While this isn't possible, it can be achieved by either using the SDK or AWS CLI via your language of choice.

After getting that list above, I could iterate through each response and get the logstream, request id, timestamp (and using python save it in a df).

Writing a method like this:

import re
import json
import subprocess
import pandas as pd

# vars
profile_name = <your aws cli profile name>
log_group_name = <your log group name eg: /aws/lambda/your-lambda>

def get_log_data_events(log_stream_name, start_time):
    log_output = subprocess.run(
    [
        'aws', 
        'logs', 
        'get-log-events', 
        '--log-group-name', log_group_name, 
        '--log-stream-name', log_stream_name, 
        '--start-time', start_time, 
        '--start-from-head',
        '--profile', profile_name
    ], capture_output=True, text=True)
    log_output_json = json.loads(log_output.stdout)
    
    return log_output_json['events']

The return of ['events'] just gives you the json data of the event, instead of the extra data you may not need.

Then using df['log_data'].apply like this

df['log_data'] = df.apply(lambda row: get_log_data_events(row['@logStream'], str(row['@timestamp'].timestamp()).split('.')[0]), axis=1)

**(note the split is to remove the .000 values from the default timestamp and convert to a nice epoch. (pre-req would be having this in your df as a Timestamp datatype))
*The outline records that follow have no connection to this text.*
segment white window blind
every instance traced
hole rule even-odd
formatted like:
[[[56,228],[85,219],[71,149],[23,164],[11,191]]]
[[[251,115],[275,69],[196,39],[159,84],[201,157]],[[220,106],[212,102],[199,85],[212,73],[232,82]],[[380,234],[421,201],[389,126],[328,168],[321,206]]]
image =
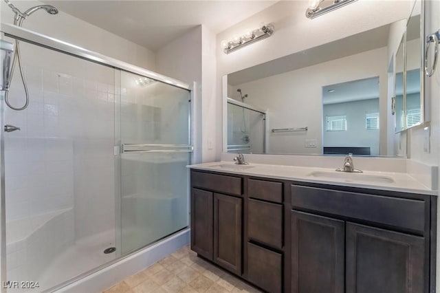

After that, I applied some search queries to find the specific data I needed:

# vars
search_in_message = 'Processing Message: {'

def get_payload_event(log_data):
    payload_search = search_in_message
    for event in log_data:
        if payload_search in event['message']:
            # 
            json_str = re.search(r'{.*}', event['message']).group()
            print(json_str)
            return json.loads(json_str)

This let me isolate the exact message I was looking for using another df.apply

df['message'] = df['log_data'].apply(lambda log_data: get_payload_event(log_data))

Then ultimately, I was able to grab those payloads and resubmit to an sqs queue. But that's outside the scope of my original question.